Nathaniel Stern

His current project, The World After Us, is a series and exhibition of media sculptures, prints, and installations that materially speculate on what our devices – phones, tablets, batteries, LCDs, etc – might become, whether over decades, or thousands or millions of years. It consists of three parts, which include:

- subjecting phones to heat and pressure, extreme cold or high speed blending (for example), as a kind of artificial geological time – exhibited as ”Phossils;”
- growing “Server Farms” inside computers and other technological devices; and
- producing “Phonēy Prints” and “Circuitous Tools,” where dead electronics become raw materials for manufactured utilitarian goods;
all exhibited together in sculptures, installations, prints, texts, and photographs. At stake, whether in our everyday interactions or on a much larger scale, are the (digital) relationships between humans and the natural world on the one hand, between politics and commerce on the other.
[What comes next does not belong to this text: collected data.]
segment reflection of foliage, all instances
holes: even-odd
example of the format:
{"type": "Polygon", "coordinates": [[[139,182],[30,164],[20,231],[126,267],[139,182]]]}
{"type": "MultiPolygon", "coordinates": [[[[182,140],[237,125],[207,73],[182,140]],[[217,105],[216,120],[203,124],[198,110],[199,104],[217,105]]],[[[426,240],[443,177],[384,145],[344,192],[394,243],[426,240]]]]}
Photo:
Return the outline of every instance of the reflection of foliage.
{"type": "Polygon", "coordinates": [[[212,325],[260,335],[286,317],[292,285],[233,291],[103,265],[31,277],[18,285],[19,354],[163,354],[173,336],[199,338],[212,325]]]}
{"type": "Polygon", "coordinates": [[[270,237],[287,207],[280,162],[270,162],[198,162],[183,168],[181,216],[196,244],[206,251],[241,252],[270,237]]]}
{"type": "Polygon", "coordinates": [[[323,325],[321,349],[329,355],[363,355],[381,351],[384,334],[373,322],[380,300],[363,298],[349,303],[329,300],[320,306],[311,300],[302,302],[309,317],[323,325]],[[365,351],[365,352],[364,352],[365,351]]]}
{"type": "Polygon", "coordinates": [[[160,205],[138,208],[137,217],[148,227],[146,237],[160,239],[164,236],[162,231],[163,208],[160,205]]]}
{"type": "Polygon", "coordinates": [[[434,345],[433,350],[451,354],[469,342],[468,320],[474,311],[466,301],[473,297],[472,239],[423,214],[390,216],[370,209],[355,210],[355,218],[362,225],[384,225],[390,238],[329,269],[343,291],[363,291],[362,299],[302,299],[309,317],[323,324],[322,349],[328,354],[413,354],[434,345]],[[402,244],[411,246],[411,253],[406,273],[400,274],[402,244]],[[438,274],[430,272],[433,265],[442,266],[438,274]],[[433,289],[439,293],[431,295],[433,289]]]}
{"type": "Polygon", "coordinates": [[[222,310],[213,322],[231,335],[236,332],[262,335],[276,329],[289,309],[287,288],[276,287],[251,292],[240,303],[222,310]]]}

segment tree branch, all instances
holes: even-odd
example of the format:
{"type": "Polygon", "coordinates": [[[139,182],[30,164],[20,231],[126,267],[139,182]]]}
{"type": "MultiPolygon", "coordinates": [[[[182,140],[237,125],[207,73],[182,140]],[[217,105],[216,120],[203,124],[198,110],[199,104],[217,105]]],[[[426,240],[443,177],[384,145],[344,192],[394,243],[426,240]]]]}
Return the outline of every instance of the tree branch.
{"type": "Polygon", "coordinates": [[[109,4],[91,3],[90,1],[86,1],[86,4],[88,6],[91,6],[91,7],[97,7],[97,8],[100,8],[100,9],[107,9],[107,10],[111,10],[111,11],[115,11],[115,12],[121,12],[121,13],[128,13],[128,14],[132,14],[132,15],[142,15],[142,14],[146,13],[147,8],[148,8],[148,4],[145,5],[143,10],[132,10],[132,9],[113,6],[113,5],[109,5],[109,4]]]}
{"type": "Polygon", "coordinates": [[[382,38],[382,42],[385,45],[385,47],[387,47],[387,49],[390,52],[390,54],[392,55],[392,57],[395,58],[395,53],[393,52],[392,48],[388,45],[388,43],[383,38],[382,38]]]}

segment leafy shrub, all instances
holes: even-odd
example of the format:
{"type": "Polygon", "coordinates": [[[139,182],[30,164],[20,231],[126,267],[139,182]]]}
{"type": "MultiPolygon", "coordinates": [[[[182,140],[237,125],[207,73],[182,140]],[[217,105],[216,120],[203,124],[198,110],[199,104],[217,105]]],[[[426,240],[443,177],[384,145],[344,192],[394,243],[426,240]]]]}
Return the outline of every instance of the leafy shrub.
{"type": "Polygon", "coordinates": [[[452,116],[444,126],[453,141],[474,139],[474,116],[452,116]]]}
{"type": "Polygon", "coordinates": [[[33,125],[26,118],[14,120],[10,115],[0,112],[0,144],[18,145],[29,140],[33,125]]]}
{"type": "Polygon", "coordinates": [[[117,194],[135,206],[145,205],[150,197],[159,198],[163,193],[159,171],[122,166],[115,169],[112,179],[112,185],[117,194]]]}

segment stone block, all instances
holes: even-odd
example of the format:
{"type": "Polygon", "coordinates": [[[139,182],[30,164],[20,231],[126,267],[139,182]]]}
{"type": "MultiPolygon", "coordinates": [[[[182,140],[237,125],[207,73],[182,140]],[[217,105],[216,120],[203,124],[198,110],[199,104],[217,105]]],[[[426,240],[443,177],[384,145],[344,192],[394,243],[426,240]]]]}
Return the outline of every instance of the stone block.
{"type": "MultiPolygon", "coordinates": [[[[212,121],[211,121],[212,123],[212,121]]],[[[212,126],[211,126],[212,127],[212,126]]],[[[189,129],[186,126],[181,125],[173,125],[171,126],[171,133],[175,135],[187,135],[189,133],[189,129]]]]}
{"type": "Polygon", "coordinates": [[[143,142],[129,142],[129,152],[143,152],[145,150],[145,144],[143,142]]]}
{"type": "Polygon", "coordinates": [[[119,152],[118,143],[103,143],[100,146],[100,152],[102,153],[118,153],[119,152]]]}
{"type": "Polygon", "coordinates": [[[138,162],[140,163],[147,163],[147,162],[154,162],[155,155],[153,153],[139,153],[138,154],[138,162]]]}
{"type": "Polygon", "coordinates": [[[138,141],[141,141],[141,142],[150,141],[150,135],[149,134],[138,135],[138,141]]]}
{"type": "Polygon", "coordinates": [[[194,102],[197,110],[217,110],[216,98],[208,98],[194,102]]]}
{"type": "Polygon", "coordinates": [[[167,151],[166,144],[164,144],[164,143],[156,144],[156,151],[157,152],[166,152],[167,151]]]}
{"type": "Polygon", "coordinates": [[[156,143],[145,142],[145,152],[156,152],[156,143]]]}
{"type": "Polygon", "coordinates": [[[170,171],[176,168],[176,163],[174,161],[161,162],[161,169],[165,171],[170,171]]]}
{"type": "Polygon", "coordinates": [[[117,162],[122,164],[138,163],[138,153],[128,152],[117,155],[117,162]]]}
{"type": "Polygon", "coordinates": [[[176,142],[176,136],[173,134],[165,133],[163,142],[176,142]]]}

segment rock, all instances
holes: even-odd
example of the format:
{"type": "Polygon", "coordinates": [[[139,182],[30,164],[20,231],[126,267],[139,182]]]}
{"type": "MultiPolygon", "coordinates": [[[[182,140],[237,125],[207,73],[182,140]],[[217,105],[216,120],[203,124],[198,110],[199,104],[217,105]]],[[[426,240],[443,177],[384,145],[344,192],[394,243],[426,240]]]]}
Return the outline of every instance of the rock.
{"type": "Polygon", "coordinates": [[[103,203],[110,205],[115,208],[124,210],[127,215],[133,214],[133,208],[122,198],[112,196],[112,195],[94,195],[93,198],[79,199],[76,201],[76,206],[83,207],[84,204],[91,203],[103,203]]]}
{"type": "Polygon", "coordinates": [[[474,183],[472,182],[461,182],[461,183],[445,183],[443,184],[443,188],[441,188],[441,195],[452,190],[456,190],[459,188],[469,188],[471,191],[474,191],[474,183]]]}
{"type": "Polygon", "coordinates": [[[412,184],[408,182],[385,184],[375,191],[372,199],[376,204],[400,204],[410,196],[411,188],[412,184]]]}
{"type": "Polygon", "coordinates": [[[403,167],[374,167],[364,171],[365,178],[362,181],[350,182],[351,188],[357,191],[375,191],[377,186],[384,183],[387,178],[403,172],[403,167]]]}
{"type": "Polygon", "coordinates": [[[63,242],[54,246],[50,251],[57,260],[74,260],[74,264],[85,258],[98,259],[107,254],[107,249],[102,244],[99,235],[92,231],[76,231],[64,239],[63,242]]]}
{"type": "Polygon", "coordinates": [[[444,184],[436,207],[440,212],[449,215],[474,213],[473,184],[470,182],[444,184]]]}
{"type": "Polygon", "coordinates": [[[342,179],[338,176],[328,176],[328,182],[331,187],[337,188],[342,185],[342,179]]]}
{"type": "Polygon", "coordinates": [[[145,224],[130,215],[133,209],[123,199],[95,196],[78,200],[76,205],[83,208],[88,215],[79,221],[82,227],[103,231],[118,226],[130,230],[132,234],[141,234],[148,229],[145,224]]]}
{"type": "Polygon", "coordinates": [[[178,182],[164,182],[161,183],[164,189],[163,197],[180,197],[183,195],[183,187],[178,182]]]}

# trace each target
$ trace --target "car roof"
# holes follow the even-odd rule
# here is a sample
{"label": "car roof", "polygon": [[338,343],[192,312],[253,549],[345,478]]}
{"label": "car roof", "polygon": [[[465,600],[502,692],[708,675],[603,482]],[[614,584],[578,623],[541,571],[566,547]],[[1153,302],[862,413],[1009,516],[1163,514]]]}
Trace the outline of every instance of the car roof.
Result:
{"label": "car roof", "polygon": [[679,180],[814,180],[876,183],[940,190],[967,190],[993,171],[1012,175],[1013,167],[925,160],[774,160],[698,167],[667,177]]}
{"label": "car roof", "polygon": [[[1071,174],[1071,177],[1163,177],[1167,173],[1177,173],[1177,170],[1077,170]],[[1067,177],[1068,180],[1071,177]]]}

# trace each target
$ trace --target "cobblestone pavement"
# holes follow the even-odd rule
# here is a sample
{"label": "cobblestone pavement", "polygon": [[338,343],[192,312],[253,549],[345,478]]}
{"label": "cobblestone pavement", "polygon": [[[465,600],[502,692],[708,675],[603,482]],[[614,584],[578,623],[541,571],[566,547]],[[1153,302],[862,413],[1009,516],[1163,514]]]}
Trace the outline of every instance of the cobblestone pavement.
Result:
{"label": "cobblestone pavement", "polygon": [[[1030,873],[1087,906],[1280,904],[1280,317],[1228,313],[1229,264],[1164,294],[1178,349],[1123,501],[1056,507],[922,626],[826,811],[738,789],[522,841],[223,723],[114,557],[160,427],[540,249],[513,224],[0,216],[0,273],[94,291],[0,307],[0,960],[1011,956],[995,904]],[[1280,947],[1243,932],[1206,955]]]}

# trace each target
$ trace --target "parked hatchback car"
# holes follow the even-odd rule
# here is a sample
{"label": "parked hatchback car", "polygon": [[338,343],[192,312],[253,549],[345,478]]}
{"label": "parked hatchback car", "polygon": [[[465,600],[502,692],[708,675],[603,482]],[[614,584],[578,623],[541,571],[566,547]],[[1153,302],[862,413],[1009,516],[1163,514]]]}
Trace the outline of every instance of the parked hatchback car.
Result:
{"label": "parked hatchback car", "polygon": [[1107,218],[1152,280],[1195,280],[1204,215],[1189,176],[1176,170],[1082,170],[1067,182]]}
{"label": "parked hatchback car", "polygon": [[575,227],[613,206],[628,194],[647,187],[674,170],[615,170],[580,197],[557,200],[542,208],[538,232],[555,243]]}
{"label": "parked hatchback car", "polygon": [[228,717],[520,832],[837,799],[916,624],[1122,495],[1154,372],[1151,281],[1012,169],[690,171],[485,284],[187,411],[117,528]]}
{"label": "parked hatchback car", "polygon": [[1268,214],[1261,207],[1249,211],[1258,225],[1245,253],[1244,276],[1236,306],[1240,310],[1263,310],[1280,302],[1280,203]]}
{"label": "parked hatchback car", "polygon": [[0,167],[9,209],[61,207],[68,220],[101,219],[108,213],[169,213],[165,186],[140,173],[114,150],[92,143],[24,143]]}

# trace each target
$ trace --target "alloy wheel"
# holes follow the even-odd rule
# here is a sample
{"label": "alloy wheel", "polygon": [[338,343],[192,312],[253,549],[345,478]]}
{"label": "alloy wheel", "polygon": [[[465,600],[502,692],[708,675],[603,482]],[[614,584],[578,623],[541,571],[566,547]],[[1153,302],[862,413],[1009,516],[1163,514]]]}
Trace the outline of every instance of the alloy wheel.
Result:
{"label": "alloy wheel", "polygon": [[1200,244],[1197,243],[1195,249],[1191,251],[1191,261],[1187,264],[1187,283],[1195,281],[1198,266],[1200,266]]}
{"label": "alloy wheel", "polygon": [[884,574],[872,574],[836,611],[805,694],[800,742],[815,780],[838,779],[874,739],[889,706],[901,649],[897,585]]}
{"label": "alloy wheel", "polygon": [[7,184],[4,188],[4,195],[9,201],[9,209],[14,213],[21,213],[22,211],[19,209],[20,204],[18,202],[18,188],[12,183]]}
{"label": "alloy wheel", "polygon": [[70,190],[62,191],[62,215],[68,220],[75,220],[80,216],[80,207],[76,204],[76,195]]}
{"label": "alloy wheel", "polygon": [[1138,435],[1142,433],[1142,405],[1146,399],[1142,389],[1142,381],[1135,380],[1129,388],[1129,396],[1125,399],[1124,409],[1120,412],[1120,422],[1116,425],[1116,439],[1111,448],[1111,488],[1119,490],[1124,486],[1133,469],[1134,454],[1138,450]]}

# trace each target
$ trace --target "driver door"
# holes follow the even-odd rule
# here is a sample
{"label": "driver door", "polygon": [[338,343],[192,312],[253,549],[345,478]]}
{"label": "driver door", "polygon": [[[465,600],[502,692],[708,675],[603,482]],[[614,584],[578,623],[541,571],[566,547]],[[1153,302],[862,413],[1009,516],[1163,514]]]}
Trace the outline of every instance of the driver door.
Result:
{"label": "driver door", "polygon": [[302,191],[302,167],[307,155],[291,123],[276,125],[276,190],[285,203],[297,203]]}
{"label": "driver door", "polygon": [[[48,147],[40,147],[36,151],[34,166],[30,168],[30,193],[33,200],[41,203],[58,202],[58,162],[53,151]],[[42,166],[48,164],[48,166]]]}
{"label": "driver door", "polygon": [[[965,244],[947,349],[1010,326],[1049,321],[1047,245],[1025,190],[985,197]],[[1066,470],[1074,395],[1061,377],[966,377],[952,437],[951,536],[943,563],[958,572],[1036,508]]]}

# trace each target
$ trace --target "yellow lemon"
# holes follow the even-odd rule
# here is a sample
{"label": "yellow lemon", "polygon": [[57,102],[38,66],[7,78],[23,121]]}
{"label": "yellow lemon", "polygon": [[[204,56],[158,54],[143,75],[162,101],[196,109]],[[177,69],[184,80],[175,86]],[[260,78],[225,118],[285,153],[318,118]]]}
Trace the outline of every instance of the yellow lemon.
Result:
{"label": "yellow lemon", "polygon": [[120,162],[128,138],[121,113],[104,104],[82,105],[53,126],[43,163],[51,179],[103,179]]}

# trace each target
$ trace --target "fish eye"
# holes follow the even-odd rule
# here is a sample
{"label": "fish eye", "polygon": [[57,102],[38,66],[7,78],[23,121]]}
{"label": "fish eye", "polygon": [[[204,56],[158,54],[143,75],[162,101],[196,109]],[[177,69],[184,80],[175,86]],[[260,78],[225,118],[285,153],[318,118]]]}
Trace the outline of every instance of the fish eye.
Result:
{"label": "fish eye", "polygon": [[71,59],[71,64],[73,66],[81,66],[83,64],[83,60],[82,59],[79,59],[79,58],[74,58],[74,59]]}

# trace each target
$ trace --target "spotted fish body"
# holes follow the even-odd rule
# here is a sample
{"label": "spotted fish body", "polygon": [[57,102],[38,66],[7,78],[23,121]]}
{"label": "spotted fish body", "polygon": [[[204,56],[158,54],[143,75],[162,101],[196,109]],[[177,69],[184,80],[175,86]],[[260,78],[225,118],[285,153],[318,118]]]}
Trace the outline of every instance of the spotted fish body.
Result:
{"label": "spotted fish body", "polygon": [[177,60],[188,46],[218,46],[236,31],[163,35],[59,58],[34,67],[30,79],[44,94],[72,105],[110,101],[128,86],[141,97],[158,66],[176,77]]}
Nathaniel Stern is an artist and teacher, and author of Interactive Art and Embodiment: The Implicit Body as Performance (Gylphi 2013) and Ecological Aesthetics: artful tactics for humans, nature, and politics (Dartmouth 2018). He holds a joint appointment as Associate Professor of Art and Mechanical Engineering University of Wisconsin – Milwaukee, and is a Research Associate at the Research Centre, Faculty of Art, Design and Architecture, University of Johannesburg.